Bugün, 24 Nisan 2024 Çarşamba

Yılmaz İMANLIK


YAĞMUR KOKUSU


Ah bu yağmur!

Yine yârimin saçlarına yazdığım şarkıyı çalıyor bu gece. Öyle delişmen, öyle çılgın, öyle aşk kokulu?

Usta bir orkestrayı andırıyor gökyüzü. Her yıldızda aynı keman sesi. Bulutların saçlarında tüllenen melodiler köpük köpük olup yüreğime akıyor. İçimde ak köpüklü şelaleler dans ediyor şimdi. Kalbimin duvarlarını döven dalgalar yavaş yavaş uysallaşıyor.

Yağmur damlalarını bir bir topluyorum sen kokuyor diye. Avuçlarım hep seninle dolu. Sen taşıyorsun her yerimden. Nefesin damlıyor kirpiklerimden.

Saçlarımda parmaklarının izi, dudağımda bana hediye ettiğin parçalanmış sıcacık yakamozlar?

Ah bu yağmur!

Sensizliğin bütün pasını silip alıyor bedenimden. Gecelerimden, rüyalarımdan, hayallerimden? İçimi seninle doldurup yıldız yıldız parlatıyor.

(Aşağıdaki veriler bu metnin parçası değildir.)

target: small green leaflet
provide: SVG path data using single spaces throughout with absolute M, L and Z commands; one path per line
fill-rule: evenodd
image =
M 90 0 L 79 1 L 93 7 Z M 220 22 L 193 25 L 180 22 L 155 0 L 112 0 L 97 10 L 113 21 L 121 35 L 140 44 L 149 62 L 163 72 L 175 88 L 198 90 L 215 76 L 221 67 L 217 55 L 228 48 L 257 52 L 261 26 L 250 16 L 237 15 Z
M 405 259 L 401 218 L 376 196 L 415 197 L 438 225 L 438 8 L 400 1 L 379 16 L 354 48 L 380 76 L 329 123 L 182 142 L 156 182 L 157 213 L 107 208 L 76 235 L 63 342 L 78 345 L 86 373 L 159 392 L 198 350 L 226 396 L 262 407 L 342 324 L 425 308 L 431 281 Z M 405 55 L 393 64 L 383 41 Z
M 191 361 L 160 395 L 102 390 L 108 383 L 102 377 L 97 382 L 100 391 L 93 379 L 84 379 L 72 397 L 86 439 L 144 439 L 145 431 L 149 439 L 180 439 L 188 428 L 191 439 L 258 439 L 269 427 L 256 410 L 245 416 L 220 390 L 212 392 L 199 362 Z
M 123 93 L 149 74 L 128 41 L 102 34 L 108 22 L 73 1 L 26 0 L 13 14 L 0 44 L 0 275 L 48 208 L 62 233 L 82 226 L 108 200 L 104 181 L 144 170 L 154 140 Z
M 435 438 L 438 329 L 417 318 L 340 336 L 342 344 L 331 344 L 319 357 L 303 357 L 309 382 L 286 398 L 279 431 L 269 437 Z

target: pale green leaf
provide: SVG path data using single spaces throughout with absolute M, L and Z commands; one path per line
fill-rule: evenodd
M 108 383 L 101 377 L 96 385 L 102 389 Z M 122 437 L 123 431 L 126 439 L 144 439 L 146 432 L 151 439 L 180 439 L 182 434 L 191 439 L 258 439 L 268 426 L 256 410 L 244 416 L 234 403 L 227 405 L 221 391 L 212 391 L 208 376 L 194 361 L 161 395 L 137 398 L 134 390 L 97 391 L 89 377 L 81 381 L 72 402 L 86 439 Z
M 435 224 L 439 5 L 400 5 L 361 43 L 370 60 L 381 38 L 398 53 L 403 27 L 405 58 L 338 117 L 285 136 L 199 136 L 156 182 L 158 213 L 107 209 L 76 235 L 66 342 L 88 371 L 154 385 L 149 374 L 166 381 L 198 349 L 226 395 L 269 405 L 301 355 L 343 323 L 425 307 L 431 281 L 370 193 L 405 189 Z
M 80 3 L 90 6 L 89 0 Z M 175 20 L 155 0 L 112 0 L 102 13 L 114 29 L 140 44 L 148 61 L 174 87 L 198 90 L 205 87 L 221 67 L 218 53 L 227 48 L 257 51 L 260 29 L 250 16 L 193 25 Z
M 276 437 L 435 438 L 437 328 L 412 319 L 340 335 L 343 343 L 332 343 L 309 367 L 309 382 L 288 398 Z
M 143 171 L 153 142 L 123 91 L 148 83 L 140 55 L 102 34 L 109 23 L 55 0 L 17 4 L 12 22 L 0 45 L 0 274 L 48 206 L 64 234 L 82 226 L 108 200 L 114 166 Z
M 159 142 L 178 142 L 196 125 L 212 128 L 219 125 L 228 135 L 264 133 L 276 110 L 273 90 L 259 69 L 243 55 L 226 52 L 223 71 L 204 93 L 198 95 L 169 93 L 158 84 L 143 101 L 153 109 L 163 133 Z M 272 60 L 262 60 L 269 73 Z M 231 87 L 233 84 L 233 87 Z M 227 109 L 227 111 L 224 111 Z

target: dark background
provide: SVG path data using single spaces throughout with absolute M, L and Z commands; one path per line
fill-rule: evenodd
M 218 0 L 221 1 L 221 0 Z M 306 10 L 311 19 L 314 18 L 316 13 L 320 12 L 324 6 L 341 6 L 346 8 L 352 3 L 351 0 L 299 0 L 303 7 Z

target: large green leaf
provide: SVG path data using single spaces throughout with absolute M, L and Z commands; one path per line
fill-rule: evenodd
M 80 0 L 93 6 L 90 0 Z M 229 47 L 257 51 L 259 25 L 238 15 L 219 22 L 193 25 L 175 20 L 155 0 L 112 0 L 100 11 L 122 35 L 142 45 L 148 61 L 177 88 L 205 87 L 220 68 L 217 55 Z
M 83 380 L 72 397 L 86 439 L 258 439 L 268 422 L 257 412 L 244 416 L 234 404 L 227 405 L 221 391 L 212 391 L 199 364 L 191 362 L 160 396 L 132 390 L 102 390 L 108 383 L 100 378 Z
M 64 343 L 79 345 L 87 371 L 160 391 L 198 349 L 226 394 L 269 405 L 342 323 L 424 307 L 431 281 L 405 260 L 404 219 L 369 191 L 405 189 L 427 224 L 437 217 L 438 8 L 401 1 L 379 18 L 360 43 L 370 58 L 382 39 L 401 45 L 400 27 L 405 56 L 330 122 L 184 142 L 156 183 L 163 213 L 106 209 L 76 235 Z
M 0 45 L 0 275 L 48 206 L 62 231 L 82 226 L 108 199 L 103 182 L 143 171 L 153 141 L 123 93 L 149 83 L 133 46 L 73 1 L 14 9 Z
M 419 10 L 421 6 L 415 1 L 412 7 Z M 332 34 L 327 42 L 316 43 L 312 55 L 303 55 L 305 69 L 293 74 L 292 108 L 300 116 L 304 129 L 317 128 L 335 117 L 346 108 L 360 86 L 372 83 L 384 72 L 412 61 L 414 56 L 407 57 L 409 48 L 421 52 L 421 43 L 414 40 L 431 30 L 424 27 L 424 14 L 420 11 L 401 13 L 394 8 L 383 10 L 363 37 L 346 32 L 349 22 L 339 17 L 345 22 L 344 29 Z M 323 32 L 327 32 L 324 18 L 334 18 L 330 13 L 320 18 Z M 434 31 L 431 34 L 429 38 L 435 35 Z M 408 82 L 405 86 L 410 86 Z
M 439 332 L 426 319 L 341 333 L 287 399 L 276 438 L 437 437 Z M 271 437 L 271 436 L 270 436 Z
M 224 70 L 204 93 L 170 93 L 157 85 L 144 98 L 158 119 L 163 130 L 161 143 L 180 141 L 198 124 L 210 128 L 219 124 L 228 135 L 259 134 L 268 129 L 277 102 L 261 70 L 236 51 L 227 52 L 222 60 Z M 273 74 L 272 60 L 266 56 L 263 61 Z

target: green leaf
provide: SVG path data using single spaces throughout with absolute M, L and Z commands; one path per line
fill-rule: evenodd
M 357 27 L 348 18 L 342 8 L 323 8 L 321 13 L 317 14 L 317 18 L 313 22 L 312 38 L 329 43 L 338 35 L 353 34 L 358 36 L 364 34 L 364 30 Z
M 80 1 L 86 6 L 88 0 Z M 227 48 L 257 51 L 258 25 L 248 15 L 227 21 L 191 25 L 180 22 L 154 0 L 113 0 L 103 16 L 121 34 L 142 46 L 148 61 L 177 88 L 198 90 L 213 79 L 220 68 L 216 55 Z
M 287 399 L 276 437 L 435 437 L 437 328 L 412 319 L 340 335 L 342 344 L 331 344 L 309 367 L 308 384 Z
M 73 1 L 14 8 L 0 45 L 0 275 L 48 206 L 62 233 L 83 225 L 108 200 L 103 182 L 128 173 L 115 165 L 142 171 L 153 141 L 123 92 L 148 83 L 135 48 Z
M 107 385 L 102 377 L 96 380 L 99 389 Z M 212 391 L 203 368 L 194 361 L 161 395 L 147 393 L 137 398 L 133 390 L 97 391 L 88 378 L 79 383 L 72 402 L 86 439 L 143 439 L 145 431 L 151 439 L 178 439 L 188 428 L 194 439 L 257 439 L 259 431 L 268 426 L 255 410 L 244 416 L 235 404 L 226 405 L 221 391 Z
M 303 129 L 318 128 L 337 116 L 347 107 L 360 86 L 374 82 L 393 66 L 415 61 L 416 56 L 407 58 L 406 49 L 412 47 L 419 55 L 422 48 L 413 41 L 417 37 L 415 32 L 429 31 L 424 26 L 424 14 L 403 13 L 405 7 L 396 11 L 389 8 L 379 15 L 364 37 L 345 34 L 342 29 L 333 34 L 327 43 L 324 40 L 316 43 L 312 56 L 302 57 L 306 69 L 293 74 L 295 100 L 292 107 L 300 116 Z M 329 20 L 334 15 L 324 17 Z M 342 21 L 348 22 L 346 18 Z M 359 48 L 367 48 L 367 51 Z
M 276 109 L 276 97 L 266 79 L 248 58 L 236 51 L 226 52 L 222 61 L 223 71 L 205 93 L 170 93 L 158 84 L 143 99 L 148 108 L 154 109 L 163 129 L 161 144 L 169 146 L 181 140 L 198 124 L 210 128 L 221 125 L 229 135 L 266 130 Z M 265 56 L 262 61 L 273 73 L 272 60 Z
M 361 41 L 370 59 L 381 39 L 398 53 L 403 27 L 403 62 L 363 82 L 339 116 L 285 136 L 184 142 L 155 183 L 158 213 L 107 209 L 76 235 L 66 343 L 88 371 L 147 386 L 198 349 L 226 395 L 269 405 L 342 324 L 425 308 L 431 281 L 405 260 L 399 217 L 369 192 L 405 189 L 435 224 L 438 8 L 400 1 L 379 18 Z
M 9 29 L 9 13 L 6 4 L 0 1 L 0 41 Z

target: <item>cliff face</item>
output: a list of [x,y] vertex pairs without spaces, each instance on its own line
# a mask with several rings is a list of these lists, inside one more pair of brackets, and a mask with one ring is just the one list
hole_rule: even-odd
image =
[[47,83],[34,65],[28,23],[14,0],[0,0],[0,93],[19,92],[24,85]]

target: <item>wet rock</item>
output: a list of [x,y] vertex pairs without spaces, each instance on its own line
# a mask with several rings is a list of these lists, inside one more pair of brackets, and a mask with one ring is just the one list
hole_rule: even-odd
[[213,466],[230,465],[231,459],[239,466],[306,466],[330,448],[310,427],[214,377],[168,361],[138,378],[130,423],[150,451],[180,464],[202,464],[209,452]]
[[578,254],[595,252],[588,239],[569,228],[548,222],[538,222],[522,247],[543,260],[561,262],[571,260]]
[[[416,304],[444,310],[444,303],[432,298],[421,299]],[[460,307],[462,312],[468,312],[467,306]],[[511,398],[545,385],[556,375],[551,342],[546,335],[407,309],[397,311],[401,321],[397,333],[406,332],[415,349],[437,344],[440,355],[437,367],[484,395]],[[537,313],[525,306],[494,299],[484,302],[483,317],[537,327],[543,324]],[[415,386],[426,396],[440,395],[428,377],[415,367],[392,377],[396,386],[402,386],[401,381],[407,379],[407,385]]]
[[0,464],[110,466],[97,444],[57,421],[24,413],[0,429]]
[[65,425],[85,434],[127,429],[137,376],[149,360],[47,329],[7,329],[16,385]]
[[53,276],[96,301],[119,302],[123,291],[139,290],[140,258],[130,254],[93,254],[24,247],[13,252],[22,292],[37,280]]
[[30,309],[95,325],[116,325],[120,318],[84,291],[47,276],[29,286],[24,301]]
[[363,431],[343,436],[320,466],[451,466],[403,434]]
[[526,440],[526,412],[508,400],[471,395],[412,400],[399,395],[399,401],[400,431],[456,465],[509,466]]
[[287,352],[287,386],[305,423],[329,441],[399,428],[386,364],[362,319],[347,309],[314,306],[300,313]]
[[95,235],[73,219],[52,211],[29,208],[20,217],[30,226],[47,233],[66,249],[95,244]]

Beni hiç ıslatmıyor aslında. Sadece her yanım seninle doluyor. Bu benim için en güzel ödül.

Her şimşek çakışında gözlerin geliyor aklıma. Işıltılı bir dünyaya açılan o sihirli kapılar. İçimde un ufak olan yıldızlar, yakmıyor içimi sensizlik acısı kadar.

Ah bu yağmur!

Senin kadar nazlı, senin kadar zarif, senin saçların kadar düzgün? Öyle usulca, kimseyi rahatsız etmeden hatta beni rahatlatmak için yağıyor. Sana özeniyor belli. Gözyaşlarının sessizliğine özeniyor. Çiy taneleri toprağı ne kadar çok öperse o kadar çok acıyor dudakları. Billur bir avizeden süzülen ışık huzmeleri gibi. Billur avizeler hep ulu mabetleri süslemez ya bazen senin gözlerini de süslüyor işte. Gözyaşlarını avuçlarımda biriktiriyorum toprağa düşüp parçalanmasın diye. Kalbini nasıl koruyorsam öyle.


Fırtınalara kapılıp gitmek istiyorum bazen; çünkü onlar saçlarının kokusunu getiriyor bana. Gözlerimi kapatıyorum, senin olduğun bir mevsimin en güzel yerinde açıyorum. Orada bütün güller sen kokuyor?